Umbra on diaperless parenting
I have a baby on the way. Due to prodding by my wife, I have begun to think about things such as diapers. Babies make a lot of boom-boom, and wrapping it all up in a bundle of plastic diaperness, tossing that in a plastic sack, and then tossing the lot in a landfill seems eco-unfriendly. And reusable diapers are definitely parent-unfriendly, insists my wife. I have seen some all-cotton and paper disposable diapers, but at $1 a pop, I’d have to sell the child to pay for the diapers. Besides, I can’t imagine anything biodegrades 100 feet down in a landfill.
Since my wife has completely vetoed reusable cotton, what are some options to lessen the impact of my baby’s bodily functions on our Earth?
What about no diapers?
The disposable vs. reusable diaper fight is in a stalemate for the foreseeable future. (And it sounds as though mom-to-be has negged the reusable route anyway.) I’ve heard tell of special diapers designed in Sweden, which, like so many things from Sweden, are socially and environmentally superior. Thin, with cornstarch film in place of plastic, and largely compostable, Nature Boy & Girl diapers were designed by an entrepreneurial mother — and they’re now also manufactured and sold in the U.S., for considerably less than a buck a piece. But they’re still single-use objects, and you’re right that not much biodegrades in a landfill.
The no-diaper idea is not mine to claim. People around the world who have no access to diapers manage to raise children, and a small group of parents in diaper-rich countries have decided to follow their lead. Around here, it’s called “elimination communication” or “diaper-free.” The concept is logical and simple: Infants give recognizable signs of imminent peeing and pooping; it’s possible to learn your infant’s signs; infant pee isn’t frightening; and if you train your kid to ignore their outputs, you’ll just have to go back and retrain them when traditional potty-training time arrives.
Diaper-free parents and caregivers learn the telltale signs of elimination and give their own signals of recognition in return. My local experts Dana and Sarah noticed that their daughter squirmed in a particular way when pee was coming. They would say “pee-pee” and hold her over the toilet or sink — this was their go-ahead. The child learned as an infant to refrain from peeing or pooping until these signals had been exchanged. When she started sitting up, they would hold her on a potty; at about 15 months, she went to the toilet on her own. Yes, they missed some pee, but it’s basically water, so they just washed her pants. They’ve never had a problem seeing a poop coming far ahead. (And they did occasionally use diapers while traveling.)

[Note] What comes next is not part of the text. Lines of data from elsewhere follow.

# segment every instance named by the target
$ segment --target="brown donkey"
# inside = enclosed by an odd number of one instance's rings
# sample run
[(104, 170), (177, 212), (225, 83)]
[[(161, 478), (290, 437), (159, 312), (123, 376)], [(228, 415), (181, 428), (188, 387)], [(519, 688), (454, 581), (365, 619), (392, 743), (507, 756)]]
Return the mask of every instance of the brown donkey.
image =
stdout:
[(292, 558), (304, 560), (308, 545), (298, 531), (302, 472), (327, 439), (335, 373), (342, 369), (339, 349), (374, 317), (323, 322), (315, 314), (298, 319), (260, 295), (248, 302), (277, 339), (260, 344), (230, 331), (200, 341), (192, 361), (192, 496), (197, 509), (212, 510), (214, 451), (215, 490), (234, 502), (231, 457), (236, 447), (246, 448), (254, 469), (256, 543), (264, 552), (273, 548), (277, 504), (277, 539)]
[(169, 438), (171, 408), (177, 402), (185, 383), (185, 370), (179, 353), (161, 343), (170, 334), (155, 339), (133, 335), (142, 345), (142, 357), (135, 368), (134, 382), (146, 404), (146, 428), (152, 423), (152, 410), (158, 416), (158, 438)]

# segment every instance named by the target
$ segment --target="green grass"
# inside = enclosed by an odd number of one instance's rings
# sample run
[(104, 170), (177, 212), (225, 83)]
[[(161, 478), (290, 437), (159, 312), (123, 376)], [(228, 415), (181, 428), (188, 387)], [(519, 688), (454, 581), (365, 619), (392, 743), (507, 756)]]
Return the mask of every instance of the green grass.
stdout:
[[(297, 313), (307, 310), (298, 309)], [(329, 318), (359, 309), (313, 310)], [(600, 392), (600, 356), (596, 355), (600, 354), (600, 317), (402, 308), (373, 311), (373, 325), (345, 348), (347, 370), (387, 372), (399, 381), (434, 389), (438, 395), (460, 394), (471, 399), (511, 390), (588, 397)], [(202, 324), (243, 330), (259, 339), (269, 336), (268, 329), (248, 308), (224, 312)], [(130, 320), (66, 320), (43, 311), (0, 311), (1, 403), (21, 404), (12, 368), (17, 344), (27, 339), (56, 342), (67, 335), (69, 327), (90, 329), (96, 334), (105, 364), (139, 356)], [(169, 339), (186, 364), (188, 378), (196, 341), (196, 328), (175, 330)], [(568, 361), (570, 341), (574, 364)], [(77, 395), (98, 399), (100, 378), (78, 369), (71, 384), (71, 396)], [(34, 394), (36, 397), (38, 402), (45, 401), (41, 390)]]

I asked Dana about what kind of parents would be likeliest to succeed with this mind-blowingly logical technique. Her response: Parents and caregivers need to be able to pay close attention to the child, hold him or her most of the time, and — obviously — be comfortable being unusual. If you think you might fit the bill, there are gobs of resources on the web for this retro cutting-edge environmentally friendly scheme. Check out Natural-Wisdom.com for starters. Be the first in your neighborhood!